Re: Question regarding behaviour of optional elements with dfdl assertions.

Sloane, Brandon Fri, 21 Feb 2020 19:59:22 -0800

To clarify, the surprising behavior to you is that an out of order element does 
not trigger an error?


Error handling is one of the more subtle points of DFDL. In your example, what 
is happening is that Daffodil parses C, validates it, throws a processing 
error, then backtracks to before it parsed C. What it sounds like you want to 
have happen is for Daffodil to parse C, throw a processing error, then fail the 
entire parse.

Unfourtuantly, I am not aware of a direct way of writing such an assertion. 
Instead you need to implement it in 2 pieces: 1) something which blocks 
backtracking, and 2) something which raises a processing error. In the language 
of the DFDL spec, you need to through a processing error from a component that 
is known-to-exist.

There are 3 ways for a component to be known-to-exist (see section 9.3.1.1):


  1.  There is a 
dfdl:discriminator[8]<https://daffodil.apache.org/docs/dfdl/#_ftn8> applying to 
the component and its expression evaluates to true or regular expression 
pattern matches.
  2.  The component is a direct child of an xs:sequence or xs:choice with 
dfdl:initiatedContent 'yes' and an initiator defined for the component is found.
  3.  The component is a direct child of an xs:choice with 
dfdl:choiceDispatchKey and the result of the dfdl:choiceDispatchKey expression 
matches the dfdl:choiceChoiceBranchKey property of the child.

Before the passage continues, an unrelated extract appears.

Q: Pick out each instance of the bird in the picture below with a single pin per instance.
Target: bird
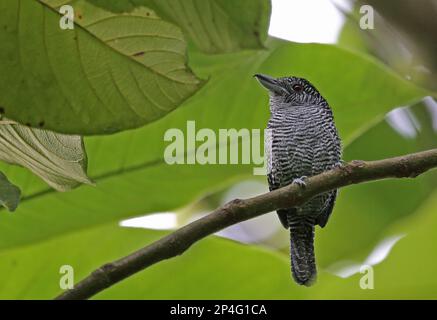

If it matches your data format, the simplest solution would be to (2), but this 
requires each of the fields to have an initiator.

Using 3 requires an xs:choice, which would not be consistent with using an 
unordered sequence.

The first option, a discriminator, is by far the most general. In my 
experience, it can almost always be made to work, but can get tricky to get 
exactly right. In you implementation of C_Record, at some point you would have 
determined that the data you are actually parsing is actually a C_Record. At 
that point, you would put in a discriminator of fn:true(). Any subsequent 
processing errors will no longer be able to backtrack to before that point, so 
your existing assertion on C_Record will become a fatal error.
________________________________
From: Peter Kostouros <[email protected]>
Sent: Friday, February 21, 2020 5:28 PM
To: [email protected] <[email protected]>
Subject: RE: Question regarding behaviour of optional elements with dfdl 
assertions.

Hi

Thanks for your reply.

Basically what I would like to do is have a C_Record be preceded by X, Y, Z, L 
_Record(s), and S_Record(s) to be preceded by a C_Record. I was expecting the 
assertion in the C_Record element to have triggered an error as in the case of 
a, for example, "LC" input: here is the output with the updated schema

(debug) c
<?xml version="1.0" encoding="UTF-8" ?>
<T_Records>
  <L_Record></L_Record>
</T_Records>
[warning] Left over data. Consumed 8 bit(s) with at least 24 bit(s) remaining.
Left over data (Hex) starting at byte 2 is: (0x43200a...)
Left over data (UTF-8) starting at byte 2 is: (C␣␊...)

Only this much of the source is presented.